To which last question we must answer: Beware O Teufelsdröckh, of spiritual pride!

CHAPTER III.

PEDAGOGY.

HITHERTO we see young Gneschen, in his indivisible case of yellow serge, borne forward mostly on the arms of kind nature alone; seated, indeed, and much to his mind, in the terrestrial workshop; but (except his soft hazel eyes, which we doubt not already gleamed with a still intelligence) called upon for little voluntary movement there. Hitherto, accordingly, his aspect is rather generic, that of an incipient philosopher and poet in the abstract. Perhaps it would puzzle Herr Heuschrecke himself to say wherein the special Doctrine of Clothes is as yet foreshadowed or betokened. For with Gneschen, as with others, the man may indeed stand pictured in the boy (at least, all the pigments are there); yet only some half of the man stands in the child, or young boy, namely, his passive endowment, not his active. The more impatient are we to discover what figure he cuts in this latter capacity; how, when, to use his own words, "he understands the tools a little, and can handle this or that," he will proceed to handle it.

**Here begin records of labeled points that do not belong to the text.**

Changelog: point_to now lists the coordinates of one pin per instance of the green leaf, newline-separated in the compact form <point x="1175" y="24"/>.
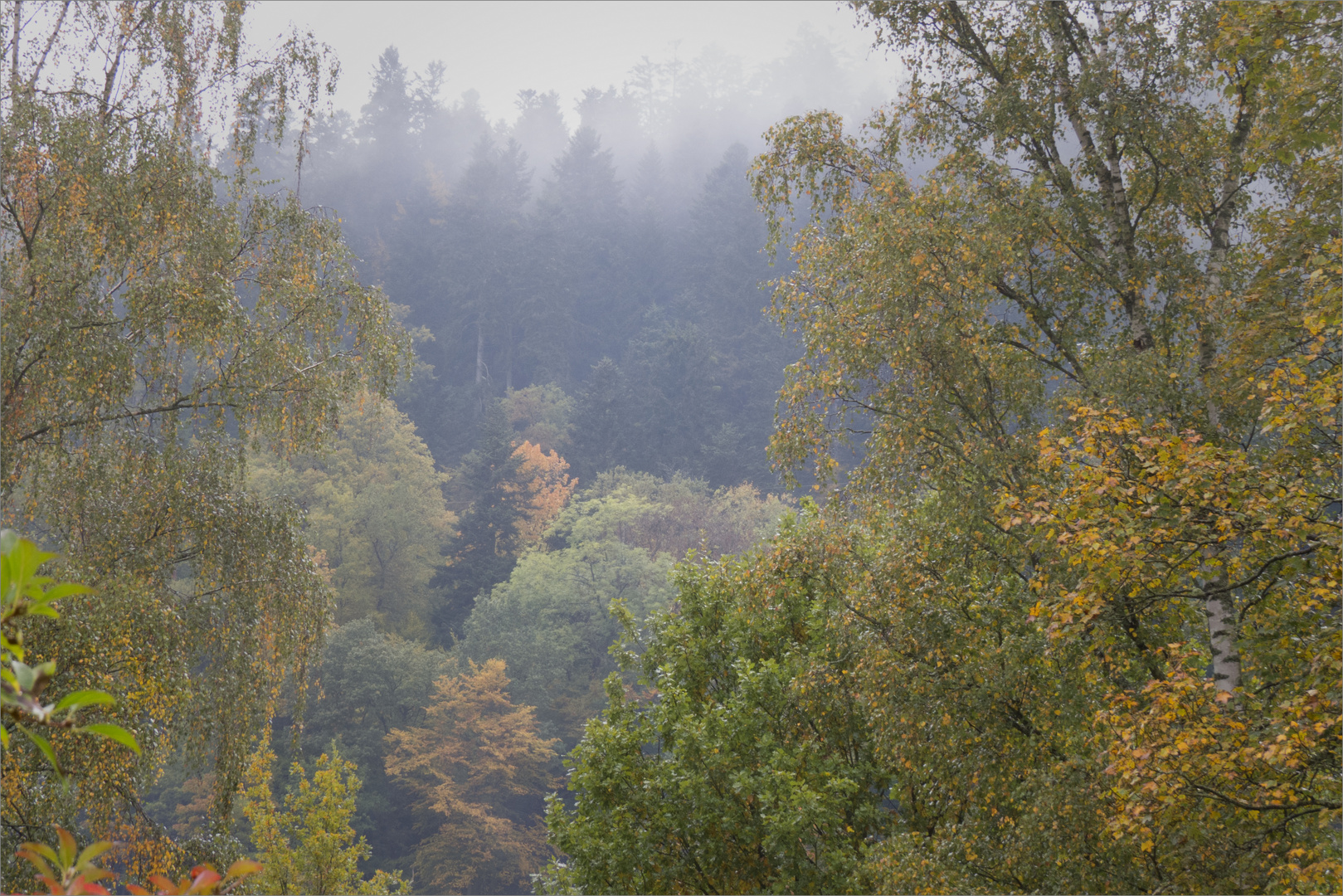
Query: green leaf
<point x="85" y="699"/>
<point x="45" y="746"/>
<point x="112" y="733"/>
<point x="24" y="674"/>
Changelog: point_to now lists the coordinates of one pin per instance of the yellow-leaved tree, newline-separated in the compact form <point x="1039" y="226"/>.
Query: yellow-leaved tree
<point x="309" y="846"/>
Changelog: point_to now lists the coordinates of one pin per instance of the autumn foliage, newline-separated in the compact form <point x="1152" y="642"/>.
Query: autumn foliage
<point x="481" y="768"/>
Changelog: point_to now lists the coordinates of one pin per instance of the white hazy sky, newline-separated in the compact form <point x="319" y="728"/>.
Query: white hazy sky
<point x="567" y="46"/>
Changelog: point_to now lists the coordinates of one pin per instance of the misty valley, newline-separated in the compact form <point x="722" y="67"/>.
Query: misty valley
<point x="744" y="479"/>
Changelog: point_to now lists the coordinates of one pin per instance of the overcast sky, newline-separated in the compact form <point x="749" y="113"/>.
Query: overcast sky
<point x="503" y="47"/>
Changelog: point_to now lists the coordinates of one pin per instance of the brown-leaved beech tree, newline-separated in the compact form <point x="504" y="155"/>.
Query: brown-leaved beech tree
<point x="162" y="310"/>
<point x="1089" y="355"/>
<point x="481" y="772"/>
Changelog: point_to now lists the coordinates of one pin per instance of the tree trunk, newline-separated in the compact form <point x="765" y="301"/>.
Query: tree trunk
<point x="481" y="373"/>
<point x="1219" y="606"/>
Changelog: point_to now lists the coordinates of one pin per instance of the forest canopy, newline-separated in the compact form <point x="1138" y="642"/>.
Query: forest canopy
<point x="419" y="484"/>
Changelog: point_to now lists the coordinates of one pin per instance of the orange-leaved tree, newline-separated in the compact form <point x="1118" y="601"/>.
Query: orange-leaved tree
<point x="546" y="486"/>
<point x="479" y="766"/>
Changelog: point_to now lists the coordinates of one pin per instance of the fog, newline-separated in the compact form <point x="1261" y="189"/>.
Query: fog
<point x="547" y="188"/>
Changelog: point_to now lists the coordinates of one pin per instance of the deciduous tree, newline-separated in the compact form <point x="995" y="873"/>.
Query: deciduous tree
<point x="481" y="768"/>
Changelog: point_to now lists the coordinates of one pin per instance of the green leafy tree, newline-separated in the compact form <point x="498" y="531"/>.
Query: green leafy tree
<point x="308" y="846"/>
<point x="485" y="547"/>
<point x="373" y="509"/>
<point x="368" y="684"/>
<point x="555" y="618"/>
<point x="1083" y="356"/>
<point x="743" y="762"/>
<point x="156" y="299"/>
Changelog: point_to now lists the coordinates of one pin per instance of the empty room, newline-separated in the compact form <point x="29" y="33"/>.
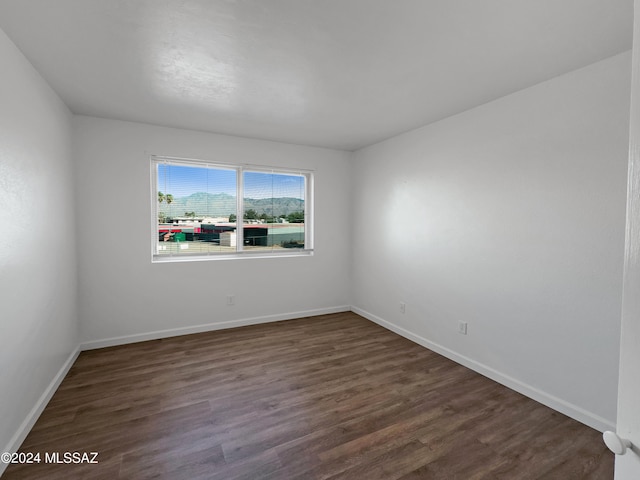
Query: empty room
<point x="319" y="239"/>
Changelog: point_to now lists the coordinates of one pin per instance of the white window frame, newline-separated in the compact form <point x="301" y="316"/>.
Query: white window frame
<point x="240" y="252"/>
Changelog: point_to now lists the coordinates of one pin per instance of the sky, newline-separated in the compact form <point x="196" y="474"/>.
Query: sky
<point x="182" y="181"/>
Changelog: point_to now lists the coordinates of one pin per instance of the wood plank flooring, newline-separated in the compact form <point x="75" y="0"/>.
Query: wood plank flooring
<point x="330" y="397"/>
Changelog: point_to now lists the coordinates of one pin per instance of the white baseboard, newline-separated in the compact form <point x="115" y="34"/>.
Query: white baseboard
<point x="36" y="411"/>
<point x="562" y="406"/>
<point x="174" y="332"/>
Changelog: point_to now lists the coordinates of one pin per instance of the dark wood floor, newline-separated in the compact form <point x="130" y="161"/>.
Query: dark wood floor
<point x="331" y="397"/>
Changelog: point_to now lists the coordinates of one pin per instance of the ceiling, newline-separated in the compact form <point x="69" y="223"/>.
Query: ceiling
<point x="335" y="73"/>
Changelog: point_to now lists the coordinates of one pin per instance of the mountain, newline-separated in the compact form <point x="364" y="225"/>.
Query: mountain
<point x="223" y="205"/>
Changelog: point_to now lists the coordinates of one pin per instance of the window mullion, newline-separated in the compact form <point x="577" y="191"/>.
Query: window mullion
<point x="240" y="210"/>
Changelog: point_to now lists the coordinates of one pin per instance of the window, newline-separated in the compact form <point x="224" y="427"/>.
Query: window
<point x="204" y="210"/>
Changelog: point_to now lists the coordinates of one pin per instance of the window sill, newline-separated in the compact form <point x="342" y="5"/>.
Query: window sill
<point x="231" y="256"/>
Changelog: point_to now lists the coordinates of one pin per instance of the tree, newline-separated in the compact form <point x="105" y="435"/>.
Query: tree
<point x="295" y="217"/>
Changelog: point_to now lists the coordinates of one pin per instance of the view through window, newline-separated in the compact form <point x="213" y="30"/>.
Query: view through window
<point x="204" y="210"/>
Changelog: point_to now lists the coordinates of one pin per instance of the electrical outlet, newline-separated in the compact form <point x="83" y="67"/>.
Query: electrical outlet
<point x="462" y="328"/>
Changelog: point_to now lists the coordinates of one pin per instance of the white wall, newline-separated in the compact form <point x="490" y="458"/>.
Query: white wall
<point x="38" y="323"/>
<point x="122" y="294"/>
<point x="628" y="426"/>
<point x="509" y="217"/>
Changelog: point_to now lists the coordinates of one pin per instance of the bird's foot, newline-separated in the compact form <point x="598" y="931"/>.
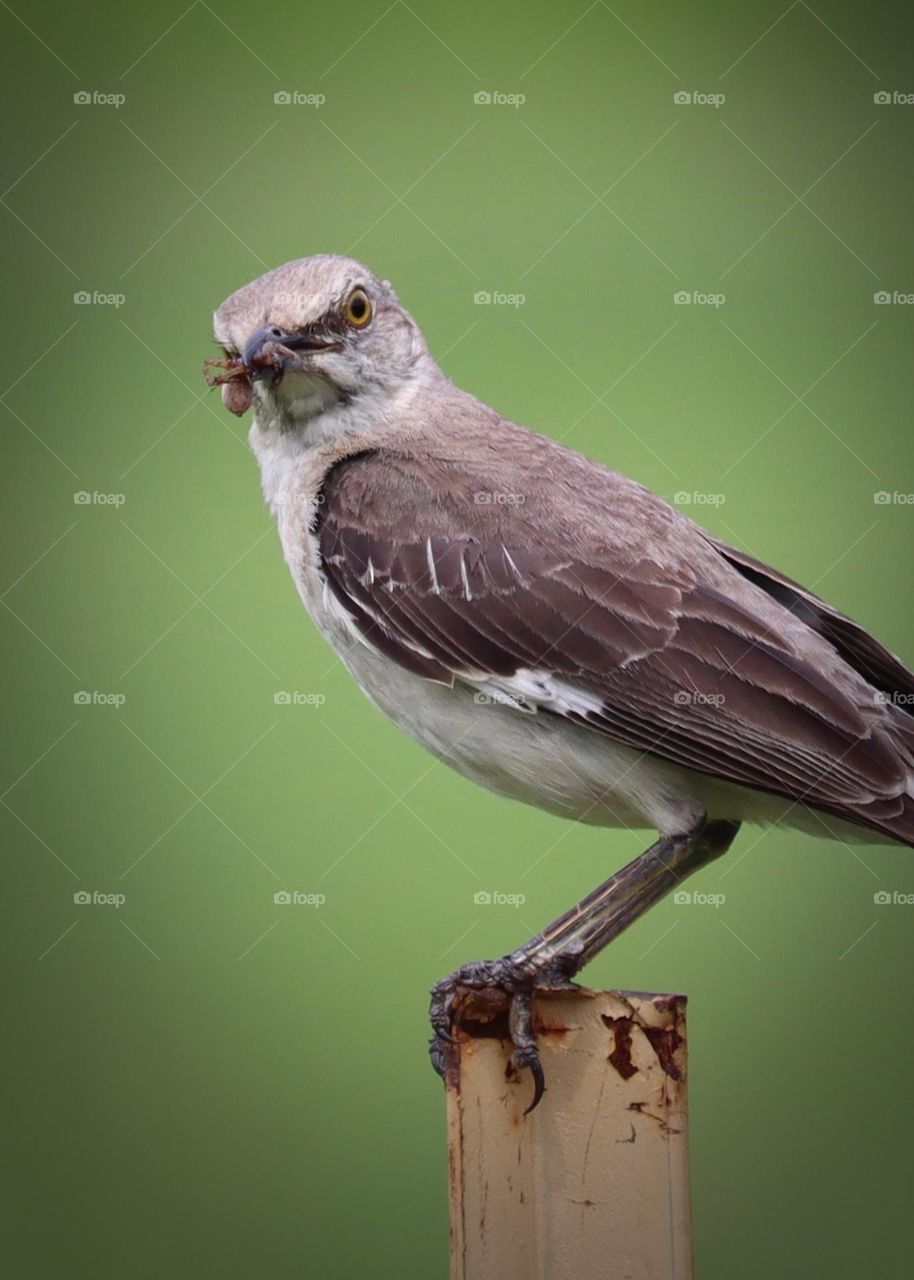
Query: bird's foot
<point x="492" y="997"/>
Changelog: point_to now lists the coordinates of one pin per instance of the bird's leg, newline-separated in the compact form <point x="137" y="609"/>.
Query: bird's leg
<point x="554" y="955"/>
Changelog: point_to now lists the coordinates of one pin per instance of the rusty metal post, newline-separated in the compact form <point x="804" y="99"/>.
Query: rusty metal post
<point x="594" y="1183"/>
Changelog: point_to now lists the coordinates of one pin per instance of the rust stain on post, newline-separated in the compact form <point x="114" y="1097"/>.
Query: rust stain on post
<point x="595" y="1180"/>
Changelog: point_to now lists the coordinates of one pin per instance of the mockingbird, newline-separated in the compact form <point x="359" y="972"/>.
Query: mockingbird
<point x="547" y="626"/>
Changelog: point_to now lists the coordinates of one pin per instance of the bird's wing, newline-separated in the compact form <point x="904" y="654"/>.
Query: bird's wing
<point x="665" y="645"/>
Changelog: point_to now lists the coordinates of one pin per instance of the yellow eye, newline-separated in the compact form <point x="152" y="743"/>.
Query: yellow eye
<point x="359" y="309"/>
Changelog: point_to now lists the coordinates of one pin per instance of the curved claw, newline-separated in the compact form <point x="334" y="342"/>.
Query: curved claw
<point x="539" y="1084"/>
<point x="517" y="988"/>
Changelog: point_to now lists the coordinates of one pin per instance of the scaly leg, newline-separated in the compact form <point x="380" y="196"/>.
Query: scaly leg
<point x="561" y="950"/>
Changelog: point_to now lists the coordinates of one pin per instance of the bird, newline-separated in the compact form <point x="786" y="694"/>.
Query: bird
<point x="545" y="626"/>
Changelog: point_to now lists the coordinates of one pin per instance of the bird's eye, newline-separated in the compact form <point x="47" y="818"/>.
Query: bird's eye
<point x="359" y="309"/>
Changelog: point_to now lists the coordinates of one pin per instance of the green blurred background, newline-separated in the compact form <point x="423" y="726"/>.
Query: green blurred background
<point x="201" y="1082"/>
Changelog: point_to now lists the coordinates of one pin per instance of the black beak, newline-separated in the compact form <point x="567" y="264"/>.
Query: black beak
<point x="259" y="361"/>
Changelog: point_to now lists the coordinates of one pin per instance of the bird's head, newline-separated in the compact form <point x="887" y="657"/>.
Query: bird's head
<point x="312" y="334"/>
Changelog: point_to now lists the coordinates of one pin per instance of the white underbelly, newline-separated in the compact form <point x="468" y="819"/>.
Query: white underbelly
<point x="544" y="759"/>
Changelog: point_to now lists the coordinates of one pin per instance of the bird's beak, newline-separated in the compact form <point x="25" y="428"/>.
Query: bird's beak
<point x="269" y="350"/>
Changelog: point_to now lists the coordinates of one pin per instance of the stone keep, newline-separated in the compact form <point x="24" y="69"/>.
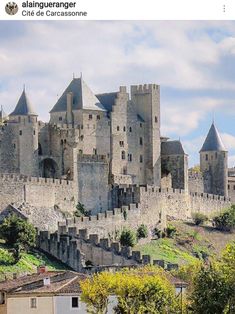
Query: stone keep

Here, however, may be the place to state that, in much of our Philosopher's history, there is something of an almost Hindoo character; nay, perhaps in that

so well fostered and every-way-excellent "passivity" of his, which, with no free development of the antagonist activity, distinguished his childhood, we may detect the rudiments of much that, in after-days, and still in these present days, astonishes the world. For the shallow-sighted, Teufelsdröckh is oftenest a man without activity of any kind, a No-man; for the deepsighted, again, a man with activity almost superabundant, yet so spiritual, close-hidden, enigmatic, that no mortal can foresee its explosions, or, even when it has exploded, so much as ascertain its significance. Α dangerous, difficult temper for the modern European; above all, disadvantageous in the hero of a biography! Now, as heretofore, it will behove the Editor of these pages, were it never so unsuccessfully, to do his endeavour.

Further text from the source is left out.